The local tourism office is expecting one million people to come into town over the 10 days of commemorations and celebrations this year.

Among them are the children and grandchildren of the Americans who were in charge on D-Day, from General Roosevelt Jr. to Gen. Dwight D. Eisenhower, the commander in chief of the Allied forces.

“I find I need to be here and be a part of it,” said Chloe Gavin, the daughter of General Gavin, who himself came back regularly before he died.

On a recent night, local families welcomed more than 200 American soldiers into their homes for dinner.

Across the street from city hall, where the American flag that soldiers hung up in 1944 now hangs framed on a wall, three generations of the Auvray family sat in their garden with three U.S. paratroopers from Puerto Rico. The family matriarch, Andrée Auvray, regaled them with her memories of D-Day.
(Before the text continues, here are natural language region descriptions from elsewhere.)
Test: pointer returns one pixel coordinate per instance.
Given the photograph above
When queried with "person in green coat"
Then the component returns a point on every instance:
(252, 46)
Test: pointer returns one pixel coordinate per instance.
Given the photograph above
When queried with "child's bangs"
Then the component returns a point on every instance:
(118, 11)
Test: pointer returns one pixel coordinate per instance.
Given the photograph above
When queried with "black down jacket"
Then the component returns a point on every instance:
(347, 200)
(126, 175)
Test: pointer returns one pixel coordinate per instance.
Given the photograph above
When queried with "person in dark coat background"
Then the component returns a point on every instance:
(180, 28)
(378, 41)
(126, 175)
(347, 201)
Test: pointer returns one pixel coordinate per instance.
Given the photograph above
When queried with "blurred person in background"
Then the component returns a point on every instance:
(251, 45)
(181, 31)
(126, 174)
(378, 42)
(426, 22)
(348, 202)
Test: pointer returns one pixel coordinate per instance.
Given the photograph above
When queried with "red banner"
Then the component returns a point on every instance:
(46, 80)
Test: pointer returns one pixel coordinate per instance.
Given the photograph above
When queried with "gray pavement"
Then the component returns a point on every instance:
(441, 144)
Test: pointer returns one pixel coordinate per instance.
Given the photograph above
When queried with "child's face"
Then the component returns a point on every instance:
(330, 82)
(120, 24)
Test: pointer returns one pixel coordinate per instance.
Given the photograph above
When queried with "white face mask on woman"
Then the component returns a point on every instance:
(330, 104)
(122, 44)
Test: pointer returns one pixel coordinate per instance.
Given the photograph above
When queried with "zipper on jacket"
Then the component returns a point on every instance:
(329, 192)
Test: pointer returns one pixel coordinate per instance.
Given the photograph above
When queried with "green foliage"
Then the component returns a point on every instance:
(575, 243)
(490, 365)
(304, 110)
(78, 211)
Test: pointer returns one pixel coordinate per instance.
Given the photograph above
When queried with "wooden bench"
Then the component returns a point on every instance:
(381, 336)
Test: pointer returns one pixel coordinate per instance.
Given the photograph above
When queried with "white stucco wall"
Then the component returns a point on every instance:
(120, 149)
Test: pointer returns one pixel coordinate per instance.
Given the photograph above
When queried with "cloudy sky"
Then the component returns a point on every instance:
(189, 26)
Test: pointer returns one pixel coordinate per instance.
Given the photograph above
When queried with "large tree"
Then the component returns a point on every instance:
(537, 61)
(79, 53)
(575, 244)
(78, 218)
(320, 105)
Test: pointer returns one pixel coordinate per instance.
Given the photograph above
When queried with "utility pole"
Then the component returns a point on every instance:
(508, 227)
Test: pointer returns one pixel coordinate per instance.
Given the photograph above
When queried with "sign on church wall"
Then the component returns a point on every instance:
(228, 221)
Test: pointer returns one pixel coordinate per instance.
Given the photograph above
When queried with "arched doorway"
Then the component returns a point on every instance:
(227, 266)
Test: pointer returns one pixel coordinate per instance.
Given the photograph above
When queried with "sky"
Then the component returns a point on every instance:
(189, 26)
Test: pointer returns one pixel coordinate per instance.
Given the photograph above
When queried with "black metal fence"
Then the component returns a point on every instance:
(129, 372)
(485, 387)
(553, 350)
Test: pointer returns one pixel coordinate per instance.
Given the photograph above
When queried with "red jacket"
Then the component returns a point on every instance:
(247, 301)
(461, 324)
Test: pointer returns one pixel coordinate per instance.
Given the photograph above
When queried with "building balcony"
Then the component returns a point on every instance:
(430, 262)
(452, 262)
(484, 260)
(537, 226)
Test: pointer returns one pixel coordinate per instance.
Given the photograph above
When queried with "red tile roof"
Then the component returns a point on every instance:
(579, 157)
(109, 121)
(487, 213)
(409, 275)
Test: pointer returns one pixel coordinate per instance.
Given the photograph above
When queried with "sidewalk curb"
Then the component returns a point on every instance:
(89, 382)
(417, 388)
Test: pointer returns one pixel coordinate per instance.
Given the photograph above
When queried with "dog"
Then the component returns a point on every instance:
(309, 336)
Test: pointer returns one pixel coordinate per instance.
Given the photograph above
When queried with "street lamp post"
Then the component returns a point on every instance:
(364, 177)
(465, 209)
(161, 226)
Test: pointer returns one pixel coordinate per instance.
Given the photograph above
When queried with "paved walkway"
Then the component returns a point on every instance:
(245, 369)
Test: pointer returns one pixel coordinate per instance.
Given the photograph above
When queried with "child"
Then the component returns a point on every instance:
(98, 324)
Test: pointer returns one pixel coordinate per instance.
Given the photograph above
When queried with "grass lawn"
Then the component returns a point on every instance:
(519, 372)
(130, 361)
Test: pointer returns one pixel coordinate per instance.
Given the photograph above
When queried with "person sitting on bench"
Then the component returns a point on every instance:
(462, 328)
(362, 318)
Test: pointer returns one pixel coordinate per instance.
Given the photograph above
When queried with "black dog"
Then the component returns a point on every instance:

She was nine months pregnant and living on a horse farm just outside town that had been requisitioned by a battalion of soldiers with the German army. Just days before the Allies’ landing, the soldiers departed for Cherbourg, France, convinced the Allies would attack there, she said.

“We were so lucky,” said Ms. Auvray, now 97 and a great-grandmother of 13. “It would have been a blood bath.”

Three American paratroopers landed in her garden.

An American military hospital was quickly erected next door. Her farm became the health clinic and a temporary home for civilians, fleeing the battle that ensued after German troops tried to retake Ste.-Mère-Église. They fed 120 people for a month. She gave birth to her son, Michel-Yves, on a camp bed because her bed had been given to the injured.

Michel-Yves will turn 80 soon.

Ms. Auvray described the missiles exploding nearby, the gnawing fear that the Germans would retake the town and her gratitude that they did not.

“We lived through such anguish together,” she said of the American soldiers and French residents. “That’s why we have such a precious relationship.”